2. Results and Discussion

2.1. κ-Selenocarrageenase Activity and Response Surface Test Results

Polysaccharides can only be stained with Lugol’s iodine solution (a mixture of potassium iodide and iodine components), while oligosaccharides degraded by carrageenases cannot be stained. As shown in Figure 1, the transparent zones around intracellular and extracellular enzymes appeared on the plate, thus proving that κ-selenocarrageenan was degraded by κ-selenocarrageenases. The intracellular and extracellular enzyme activities of Xi13 were 6.079 ± 0.5 U/mL and 3.254 ± 0.3 U/mL, respectively.
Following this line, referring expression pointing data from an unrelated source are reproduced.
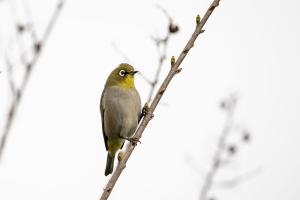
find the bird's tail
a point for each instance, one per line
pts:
(109, 164)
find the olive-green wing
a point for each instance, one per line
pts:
(102, 111)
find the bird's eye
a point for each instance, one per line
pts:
(122, 73)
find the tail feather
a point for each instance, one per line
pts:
(109, 164)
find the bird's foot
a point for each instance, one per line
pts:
(132, 140)
(145, 109)
(121, 156)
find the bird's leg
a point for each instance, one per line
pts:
(145, 111)
(133, 140)
(121, 155)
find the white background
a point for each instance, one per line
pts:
(56, 151)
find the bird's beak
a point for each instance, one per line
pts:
(134, 72)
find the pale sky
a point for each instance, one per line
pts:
(56, 150)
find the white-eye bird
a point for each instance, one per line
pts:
(120, 108)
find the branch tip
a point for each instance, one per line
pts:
(198, 20)
(178, 70)
(172, 61)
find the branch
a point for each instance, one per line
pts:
(29, 67)
(162, 52)
(173, 71)
(229, 107)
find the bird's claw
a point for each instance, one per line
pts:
(145, 109)
(133, 140)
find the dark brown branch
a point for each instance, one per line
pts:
(29, 67)
(130, 147)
Design Expert 8.0.6 software was used to conduct quadratic multiple regression analysis of variance on the experimental results. The quadratic regression equation is the following:
Y = 8.33 + 0.43A − 0.39B − 0.38C − 0.46AB − 0.46AC − 0.18BC − 1.95A2 − 1.25B2 − 0.44C2.
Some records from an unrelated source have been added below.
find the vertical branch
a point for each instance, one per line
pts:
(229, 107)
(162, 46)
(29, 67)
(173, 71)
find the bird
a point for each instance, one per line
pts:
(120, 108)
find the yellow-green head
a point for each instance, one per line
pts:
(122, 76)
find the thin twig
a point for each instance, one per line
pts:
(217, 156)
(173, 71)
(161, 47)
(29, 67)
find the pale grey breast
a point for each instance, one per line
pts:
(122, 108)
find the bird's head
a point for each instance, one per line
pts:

The model’s R2 value was 0.9730 with a 95% confidence level, indicating that the quadratic polynomial model (Equation (1)) fits the experimental data well. Furthermore, the lack of fit (p = 0.1552 > 0.05) was non-significant, indicating that the model was acceptable and suitable for the optimization of enzyme production in the fermentation of Xi13. The positive linear effects of A (κ-selenocarrageenan concentration), B (Ca2+ concentration), and C (temperature) on Y (enzyme activity) were found to be significant (p < 0.05). All of the quadratics were significant items (p < 0.05), yet those of BC were non-significant (p > 0.05) (Table 1). The model showed good fitting with the actual results, and may be used to analyze and predict the enzyme activity of Xi13.
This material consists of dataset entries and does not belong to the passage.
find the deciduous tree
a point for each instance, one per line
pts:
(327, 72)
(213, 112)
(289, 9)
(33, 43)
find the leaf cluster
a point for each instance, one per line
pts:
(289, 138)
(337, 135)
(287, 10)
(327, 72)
The Expert Design software was used for further analysis and prediction, and the response surface map and contour map were drawn as Figure 2. κ-selenocarrageenase activity increased with the three factors, with its peak activity approaching the midpoint of the response plot. As shown in Figure 2, the optimum concentration of κ-selenocarrageenan for enzyme production was 1.59%. The results were similar to the marine strain on Pedobacter sp. NJ-02 [9]. When the concentration is <1.59%, the enzyme activity increases with the increase in the concentration, because the effect of the increase in the concentration on microbial growth, metabolism and inductive effect of κ-selenocarrageenase is greater than the adverse effect due to the increase in the viscosity of the reaction medium. When the concentration is higher than this value, however, the enzyme activity decreases with the increase in the concentration, because the adverse effect due to the increase in the viscosity on microorganisms is greater than that of the increase in the concentration. Generally, when fermentation encounters high viscosity media containing macromolecules, the large mass transfer resistance will seriously affect the growth and metabolism of microorganisms [18]. A high concentration of κ-carrageenan will result in a high viscosity of the medium because the viscosity significantly increases with the increases in the concentration. A high viscosity will lead to a large mass transfer resistance of the substrate, such as oxygen and κ-carrageenan, thereby reducing the enzyme production rate of strain Xi13. Ca2+ concentration was found to have significant effects on κ-selenocarrageenase production and cell growth. The optimum concentration of Ca2+ is 3.69 mmol/L, which was consistent with a previous report by Guo et al. [19] showing the optimum concentration of Ca2+ for the production of κ-carrageenase by Thalassospira sp. Fjfst-332 was 0.1 g/L.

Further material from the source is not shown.